Circulei por todo o palazzo verificando detalhes que pudessem ter me escapado, circulei pelos jardins e campos junto com o babbo. Realizamos um lindo trabalho. Na próxima estate (verão) começariam a aparecer as cores. Um belíssimo detalhe feito pelo babbo depois que mostrei-lhe fotos dos jardins que Burle Marx criou para uma famosa casa em Petropólis desenhada por Niemeyer. Nesta casa um gramado em xadrez de varias cores.  O Babbo tanto fez que conseguiu criar na orla da estrada que leva a Casa principal e  no seu entorno um engenhoso xadrez de grama de varias tonalidades de verde.  Abracei meu Vecchio querido agradecendo-lhe sua presença e o carinho com que trabalhou. Beijei-lhe as faces rosadas pelo frio. Tudo estava pronto!  Eu tinha ido a Roma comprar enfeites de natal, também bonecos e brinquedos de La Befana, a bruxa boa que distribui presentes segundo as tradições italianas. Esperava agora estarem meus amores presentes para decorarmos juntos os salões e dar uma cara natalina a vila.
Deveria estar mais alegre! Não sei se a falta da mamma ou a distancia do Brasil me fazia sentir um oco imenso. Estava pensativo, neste ano aconteceram coisas em minha vida que mudaram meu destino.
Uma noite o babbo entra na biblioteca em que me recolhi na leitura de Fernando Pessoa. Sentou junto ao divã onde eu estava. Disse.
-Figliolo! Está triste por esses dias, que está acontecendo?

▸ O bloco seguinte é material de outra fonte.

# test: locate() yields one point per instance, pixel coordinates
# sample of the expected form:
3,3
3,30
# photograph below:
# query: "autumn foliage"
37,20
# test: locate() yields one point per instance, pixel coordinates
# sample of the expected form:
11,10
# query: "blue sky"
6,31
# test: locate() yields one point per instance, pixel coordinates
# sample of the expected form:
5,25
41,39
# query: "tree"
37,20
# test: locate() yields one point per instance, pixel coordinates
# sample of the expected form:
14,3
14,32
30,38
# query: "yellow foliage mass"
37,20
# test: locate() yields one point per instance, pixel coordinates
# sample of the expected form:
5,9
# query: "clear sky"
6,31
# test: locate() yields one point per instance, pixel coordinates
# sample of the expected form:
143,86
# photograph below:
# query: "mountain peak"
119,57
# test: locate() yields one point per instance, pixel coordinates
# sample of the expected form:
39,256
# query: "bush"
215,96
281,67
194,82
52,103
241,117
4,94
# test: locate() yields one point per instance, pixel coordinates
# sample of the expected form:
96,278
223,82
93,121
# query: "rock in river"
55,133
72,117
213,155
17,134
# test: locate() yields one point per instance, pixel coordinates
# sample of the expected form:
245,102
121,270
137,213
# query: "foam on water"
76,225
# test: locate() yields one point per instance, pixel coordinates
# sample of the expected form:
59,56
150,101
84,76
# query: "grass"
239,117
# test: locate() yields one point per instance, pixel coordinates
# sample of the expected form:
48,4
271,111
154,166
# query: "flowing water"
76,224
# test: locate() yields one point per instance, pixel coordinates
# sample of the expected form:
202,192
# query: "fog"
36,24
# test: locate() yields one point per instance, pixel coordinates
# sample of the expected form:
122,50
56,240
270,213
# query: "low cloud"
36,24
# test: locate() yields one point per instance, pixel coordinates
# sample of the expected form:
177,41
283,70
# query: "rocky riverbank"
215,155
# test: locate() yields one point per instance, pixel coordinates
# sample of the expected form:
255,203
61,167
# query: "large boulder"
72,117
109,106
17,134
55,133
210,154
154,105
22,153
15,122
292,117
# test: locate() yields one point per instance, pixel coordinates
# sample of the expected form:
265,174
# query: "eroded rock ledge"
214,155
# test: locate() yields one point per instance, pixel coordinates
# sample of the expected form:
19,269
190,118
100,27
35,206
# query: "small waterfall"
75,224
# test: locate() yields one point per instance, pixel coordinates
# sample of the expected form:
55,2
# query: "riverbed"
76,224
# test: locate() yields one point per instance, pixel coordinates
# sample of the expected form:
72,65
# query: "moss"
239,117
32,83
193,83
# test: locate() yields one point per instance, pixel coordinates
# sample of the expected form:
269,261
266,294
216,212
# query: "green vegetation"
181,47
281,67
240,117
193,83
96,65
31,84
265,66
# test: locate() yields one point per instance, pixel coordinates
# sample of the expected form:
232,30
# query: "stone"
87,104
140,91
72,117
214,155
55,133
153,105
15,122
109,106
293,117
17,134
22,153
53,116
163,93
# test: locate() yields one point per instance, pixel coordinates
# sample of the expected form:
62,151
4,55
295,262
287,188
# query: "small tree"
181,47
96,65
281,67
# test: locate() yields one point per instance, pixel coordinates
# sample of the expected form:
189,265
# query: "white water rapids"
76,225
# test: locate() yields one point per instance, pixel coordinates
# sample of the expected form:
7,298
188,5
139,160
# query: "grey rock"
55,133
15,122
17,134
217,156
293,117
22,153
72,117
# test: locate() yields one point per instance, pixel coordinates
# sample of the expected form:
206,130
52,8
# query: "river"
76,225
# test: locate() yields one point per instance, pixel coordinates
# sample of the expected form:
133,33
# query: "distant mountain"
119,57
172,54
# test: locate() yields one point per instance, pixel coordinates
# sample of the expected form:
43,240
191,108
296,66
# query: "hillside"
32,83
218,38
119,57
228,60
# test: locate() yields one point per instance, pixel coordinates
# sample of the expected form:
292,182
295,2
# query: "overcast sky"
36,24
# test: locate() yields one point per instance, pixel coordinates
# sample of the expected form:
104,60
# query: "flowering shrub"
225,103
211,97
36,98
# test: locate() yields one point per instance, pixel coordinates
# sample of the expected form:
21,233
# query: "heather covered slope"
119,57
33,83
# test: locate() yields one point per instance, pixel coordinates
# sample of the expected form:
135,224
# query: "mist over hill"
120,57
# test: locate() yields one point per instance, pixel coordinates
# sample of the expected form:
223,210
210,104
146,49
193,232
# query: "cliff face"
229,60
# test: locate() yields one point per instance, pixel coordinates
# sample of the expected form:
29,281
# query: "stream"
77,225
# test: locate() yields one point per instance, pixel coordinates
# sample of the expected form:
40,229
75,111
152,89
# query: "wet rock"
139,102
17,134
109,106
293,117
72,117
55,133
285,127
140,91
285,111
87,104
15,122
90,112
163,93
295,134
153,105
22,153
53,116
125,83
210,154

-Não sei babbo. Penso que é saudade. Mas também estou pensando no que farei com minha vida neste ano que se aproxima. Penso na viagem que quero fazer. Penso na mudança de tudo.

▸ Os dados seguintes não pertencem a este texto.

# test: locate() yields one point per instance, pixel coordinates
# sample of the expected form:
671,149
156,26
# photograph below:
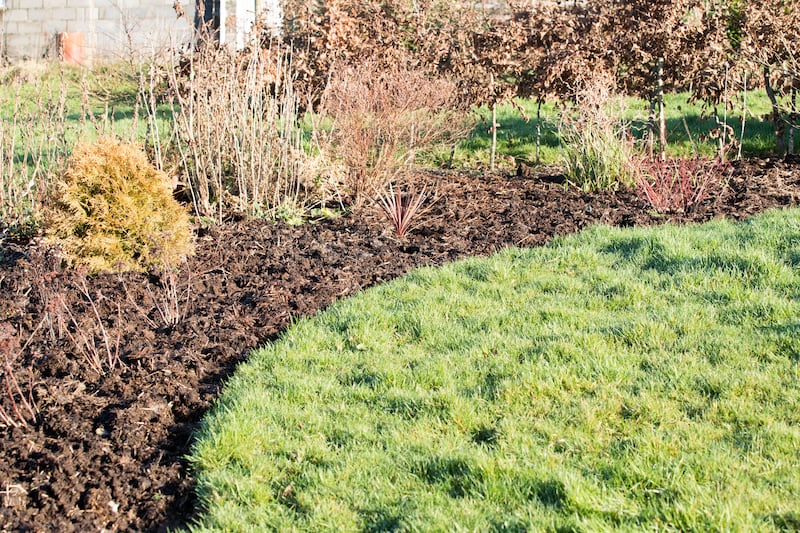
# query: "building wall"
111,29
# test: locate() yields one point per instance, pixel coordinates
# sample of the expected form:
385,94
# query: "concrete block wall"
112,29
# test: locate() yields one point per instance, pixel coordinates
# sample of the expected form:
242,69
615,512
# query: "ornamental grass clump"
111,210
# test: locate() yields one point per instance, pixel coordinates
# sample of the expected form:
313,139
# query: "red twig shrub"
676,185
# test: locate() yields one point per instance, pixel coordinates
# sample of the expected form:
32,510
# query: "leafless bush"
89,336
238,130
32,145
383,116
677,185
596,150
169,299
21,408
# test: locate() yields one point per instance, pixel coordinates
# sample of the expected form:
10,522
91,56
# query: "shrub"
384,114
596,151
676,185
240,133
112,210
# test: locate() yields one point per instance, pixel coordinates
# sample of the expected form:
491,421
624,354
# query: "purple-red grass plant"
401,208
677,185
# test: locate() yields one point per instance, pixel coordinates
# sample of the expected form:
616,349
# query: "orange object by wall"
71,47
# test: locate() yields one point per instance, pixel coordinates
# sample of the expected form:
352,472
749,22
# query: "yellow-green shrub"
112,210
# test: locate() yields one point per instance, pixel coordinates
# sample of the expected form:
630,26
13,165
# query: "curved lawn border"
618,379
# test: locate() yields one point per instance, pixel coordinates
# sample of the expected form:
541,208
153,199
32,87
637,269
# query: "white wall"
112,29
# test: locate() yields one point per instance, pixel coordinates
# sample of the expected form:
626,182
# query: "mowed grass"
615,380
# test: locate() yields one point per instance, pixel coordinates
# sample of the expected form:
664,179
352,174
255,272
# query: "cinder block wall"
112,29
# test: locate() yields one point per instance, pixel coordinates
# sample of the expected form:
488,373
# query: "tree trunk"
662,122
538,130
777,121
793,121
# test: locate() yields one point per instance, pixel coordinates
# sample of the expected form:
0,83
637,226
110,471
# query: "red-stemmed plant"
401,208
677,185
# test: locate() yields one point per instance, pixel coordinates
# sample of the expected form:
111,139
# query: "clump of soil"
106,449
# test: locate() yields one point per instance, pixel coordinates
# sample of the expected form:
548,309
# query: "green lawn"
615,380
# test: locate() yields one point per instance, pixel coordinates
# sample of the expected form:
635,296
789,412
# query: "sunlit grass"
618,379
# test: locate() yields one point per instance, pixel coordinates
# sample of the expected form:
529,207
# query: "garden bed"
106,451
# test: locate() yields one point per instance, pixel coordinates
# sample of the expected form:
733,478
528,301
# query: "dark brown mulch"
106,450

-Posso te dar um conselho?
-Se tem alguém que pode me aconselhar é você Vecchio mio!
-Fala com Deus!
-Ele disse que devemos pensar por nós mesmos. Esqueceu do livre arbítrio?
-Sei onde uma parte dele vive. Acho que você deveria visitá-lo. E acho que uns dias sozinho te fará bem. Filho gostaria eu mesmo te dizer-te o que fazer. Mas sou um simples sitiante, um ignorante. Sua vida é bem diferente da minha, suas escolhas são outras. Não sei como te ajudar nas suas decisões financeiras, isso você já mostrou que é melhor que eu. Não sei como te aconselhar nos sentimentos, pois apesar de compreender eu não entendo. Mas sei que você é homem observador e inteligente, você achará as respostas.
-Babbo! Minha vida foi e é pautada nos seus ensinamentos. Entendo que você não entenda minha vida, mas, babbo, te amo mais que sempre apenas por tentar compreender. Vou seguir seu conselho. Onde é mesmo que disseste que mora Deus?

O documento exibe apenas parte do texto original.